Except, it wasn’t, really. He would occasionally tell me that he remembered that once he cried and I didn’t come. He doesn’t like hospitals at all. He couldn’t sleep through the night on his own until he was 5, and the only way we could get him to sleep through was for me to sleep on his floor, and when things get too much, I still sleep on his floor.
When I mentioned this to his amazing CBT therapist, she suggested that EMDR might help (info here). I read up on it, and it has been used mainly for PTSD so far, but is being increasingly used for non-verbal memories. So, today we had our pre-EMDR session, and it was strange. We both went with him as we are both off this week, and there are bits of the birth story that I couldn’t remember, Our son said ‘I was put on a tray thing, and then lowered into a box’, and apparently that’s exactly what happened, but I hadn’t remembered, and my husband hadn’t said anything.
So on Monday we start EMDR properly.
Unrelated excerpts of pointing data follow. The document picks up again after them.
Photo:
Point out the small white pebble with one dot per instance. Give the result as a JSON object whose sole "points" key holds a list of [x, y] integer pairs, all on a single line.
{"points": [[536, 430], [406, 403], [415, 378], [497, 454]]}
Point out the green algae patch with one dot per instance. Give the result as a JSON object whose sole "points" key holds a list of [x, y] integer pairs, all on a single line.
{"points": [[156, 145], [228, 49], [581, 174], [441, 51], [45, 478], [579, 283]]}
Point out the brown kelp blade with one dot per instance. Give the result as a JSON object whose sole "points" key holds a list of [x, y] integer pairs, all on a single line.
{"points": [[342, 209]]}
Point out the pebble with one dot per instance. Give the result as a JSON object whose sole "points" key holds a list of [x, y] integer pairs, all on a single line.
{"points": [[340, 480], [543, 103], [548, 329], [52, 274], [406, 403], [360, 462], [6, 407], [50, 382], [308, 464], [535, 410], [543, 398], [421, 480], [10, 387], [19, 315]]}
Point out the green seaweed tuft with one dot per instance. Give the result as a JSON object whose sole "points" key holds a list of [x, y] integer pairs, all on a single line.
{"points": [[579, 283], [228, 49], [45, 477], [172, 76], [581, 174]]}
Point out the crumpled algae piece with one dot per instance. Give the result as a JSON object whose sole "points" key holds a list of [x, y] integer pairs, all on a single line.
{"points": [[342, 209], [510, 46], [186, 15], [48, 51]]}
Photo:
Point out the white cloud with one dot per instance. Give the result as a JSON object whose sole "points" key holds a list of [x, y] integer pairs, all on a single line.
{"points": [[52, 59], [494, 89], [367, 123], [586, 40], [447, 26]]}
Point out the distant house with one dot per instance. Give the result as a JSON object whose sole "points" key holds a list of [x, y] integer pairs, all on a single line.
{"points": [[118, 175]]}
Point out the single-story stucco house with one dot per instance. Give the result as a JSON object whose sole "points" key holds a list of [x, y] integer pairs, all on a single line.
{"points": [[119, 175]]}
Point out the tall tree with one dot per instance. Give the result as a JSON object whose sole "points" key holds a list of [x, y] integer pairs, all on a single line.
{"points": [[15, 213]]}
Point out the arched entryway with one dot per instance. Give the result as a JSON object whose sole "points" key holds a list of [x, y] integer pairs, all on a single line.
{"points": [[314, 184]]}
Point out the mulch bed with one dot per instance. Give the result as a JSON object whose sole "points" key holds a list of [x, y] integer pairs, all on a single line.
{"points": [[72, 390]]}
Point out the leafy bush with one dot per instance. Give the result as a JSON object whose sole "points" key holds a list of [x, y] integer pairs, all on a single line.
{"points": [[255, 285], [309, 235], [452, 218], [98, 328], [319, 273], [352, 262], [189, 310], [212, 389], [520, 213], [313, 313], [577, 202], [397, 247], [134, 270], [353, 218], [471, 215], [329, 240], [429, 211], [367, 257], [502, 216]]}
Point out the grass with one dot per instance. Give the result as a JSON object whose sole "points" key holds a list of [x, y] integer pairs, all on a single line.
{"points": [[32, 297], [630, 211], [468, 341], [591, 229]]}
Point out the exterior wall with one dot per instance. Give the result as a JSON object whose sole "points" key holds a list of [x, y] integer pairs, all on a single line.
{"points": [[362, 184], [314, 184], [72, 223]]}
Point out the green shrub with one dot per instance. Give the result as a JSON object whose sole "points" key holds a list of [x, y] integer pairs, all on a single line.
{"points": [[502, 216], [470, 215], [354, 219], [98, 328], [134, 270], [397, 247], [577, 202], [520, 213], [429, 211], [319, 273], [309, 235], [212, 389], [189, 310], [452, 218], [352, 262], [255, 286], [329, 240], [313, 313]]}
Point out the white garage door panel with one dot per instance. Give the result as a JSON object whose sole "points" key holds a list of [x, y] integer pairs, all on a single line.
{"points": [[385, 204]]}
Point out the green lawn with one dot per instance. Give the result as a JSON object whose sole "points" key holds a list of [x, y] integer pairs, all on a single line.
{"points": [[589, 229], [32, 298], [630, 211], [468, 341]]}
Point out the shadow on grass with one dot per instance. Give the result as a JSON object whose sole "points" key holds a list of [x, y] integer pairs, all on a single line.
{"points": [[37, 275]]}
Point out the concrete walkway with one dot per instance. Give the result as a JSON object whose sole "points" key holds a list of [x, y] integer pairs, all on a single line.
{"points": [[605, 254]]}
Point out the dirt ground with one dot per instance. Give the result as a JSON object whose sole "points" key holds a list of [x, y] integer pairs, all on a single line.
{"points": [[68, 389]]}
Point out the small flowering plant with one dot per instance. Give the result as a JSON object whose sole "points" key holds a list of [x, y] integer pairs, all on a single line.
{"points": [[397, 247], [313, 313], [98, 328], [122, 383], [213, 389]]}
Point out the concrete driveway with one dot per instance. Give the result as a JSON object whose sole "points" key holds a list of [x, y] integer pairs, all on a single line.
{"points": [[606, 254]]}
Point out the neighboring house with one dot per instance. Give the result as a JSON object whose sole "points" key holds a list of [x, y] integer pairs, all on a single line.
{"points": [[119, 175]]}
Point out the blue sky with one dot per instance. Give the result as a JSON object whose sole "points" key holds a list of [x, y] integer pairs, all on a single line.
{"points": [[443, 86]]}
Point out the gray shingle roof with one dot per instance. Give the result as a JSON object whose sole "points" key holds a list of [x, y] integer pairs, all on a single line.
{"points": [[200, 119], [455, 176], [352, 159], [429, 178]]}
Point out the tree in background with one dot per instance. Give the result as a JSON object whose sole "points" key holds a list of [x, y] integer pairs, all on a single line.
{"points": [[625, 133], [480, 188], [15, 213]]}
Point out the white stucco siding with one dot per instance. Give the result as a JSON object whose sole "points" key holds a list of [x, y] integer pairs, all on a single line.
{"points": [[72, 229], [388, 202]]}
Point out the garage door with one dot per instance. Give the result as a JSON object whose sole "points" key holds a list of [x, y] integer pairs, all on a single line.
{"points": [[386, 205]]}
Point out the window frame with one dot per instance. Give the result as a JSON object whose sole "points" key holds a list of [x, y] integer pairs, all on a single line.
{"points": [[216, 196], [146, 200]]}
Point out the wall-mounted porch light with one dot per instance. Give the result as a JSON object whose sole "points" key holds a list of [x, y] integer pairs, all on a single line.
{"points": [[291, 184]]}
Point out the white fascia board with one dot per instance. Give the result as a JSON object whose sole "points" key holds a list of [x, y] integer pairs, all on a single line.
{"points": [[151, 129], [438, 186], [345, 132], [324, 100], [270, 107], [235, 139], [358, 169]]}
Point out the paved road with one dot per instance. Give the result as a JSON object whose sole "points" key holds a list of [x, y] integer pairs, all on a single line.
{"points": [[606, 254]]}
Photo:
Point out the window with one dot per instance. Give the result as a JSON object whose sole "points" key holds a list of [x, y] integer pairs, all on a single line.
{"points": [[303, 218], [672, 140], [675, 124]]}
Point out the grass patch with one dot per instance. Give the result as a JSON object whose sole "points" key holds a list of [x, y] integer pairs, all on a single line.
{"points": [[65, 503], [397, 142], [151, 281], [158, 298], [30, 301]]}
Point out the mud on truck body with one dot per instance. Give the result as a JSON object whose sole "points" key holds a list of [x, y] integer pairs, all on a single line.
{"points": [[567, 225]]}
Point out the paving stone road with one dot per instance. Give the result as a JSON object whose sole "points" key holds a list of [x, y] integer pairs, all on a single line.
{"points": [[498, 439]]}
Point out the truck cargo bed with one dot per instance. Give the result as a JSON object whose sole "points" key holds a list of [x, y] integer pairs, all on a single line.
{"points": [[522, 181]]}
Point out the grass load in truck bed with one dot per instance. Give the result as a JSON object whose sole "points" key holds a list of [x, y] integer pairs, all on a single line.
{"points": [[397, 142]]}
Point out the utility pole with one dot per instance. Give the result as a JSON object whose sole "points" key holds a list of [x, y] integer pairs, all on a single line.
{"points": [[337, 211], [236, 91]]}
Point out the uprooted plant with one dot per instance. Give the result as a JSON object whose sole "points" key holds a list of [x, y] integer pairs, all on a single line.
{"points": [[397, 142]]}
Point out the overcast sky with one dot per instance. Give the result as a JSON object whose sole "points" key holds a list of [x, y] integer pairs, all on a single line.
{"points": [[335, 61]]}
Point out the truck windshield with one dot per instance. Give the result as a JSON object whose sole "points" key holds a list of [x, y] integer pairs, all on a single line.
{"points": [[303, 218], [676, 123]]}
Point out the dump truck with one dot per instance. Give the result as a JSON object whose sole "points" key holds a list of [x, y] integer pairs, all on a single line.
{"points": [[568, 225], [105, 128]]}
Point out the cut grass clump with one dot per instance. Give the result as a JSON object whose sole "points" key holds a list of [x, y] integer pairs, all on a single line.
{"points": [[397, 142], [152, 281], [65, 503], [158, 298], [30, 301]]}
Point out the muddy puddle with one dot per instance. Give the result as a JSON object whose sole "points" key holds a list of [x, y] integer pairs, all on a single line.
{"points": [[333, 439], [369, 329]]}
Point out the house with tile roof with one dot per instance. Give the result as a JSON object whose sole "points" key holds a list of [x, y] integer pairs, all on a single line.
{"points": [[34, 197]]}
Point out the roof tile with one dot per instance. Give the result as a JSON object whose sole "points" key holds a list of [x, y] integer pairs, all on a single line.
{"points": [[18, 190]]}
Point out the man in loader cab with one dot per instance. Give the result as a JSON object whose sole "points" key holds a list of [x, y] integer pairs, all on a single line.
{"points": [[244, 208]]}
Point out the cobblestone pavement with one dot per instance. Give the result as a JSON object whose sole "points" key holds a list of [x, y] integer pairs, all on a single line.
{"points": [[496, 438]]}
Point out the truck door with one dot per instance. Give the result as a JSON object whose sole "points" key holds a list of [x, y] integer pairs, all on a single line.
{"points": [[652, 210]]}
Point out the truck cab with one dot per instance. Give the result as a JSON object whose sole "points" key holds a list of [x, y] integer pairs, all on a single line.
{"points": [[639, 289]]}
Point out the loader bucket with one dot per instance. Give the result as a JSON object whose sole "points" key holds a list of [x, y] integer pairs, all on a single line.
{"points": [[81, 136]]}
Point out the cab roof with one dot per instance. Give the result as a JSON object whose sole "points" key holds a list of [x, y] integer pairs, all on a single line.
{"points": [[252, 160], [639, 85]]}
We know that it might make the nightmares come back while the body processes the memories, but the fact that he had a tummy ache going today, knowing what we were going to talk about, and on the way home he was emotionally drained shows that it is still there, like the elephant in the room. I will blog about it, as there must be many skware pegs that have had emotional trauma that still sits in their brain causing minor problems from time to time, but I feel very positive and optimistic that this is the missing piece, the missing link for us.
And that’s a good place to conclude and pull everything together. What works for one person may not work for another, even if their problems seem very similar. Also, mental health help doesn’t come with a one size fits all, or one solution will ‘fix’ you. It might be that 10 sessions of CBT or NLP or whatever else works, or it might be that CBT followed by EMDR with regular top ups or Reiki and aromatherapy are what works for you. It might be art therapy that keeps you feeling fully functional, or other talking therapies, or it might be being outside with nature (ecotherapy is definitely my personal favourite). The point I am trying to make, is that we are all amazing, unique individuals. How my brain works isn’t necessarily how your brain works, so what helped me isn’t necessarily what will help you (although it’s always good to share what did and didn’t work, as long as we don’t force the matter). What matters is that we do whatever we need to do, and we get whatever help we need to optimise our mental health and well being.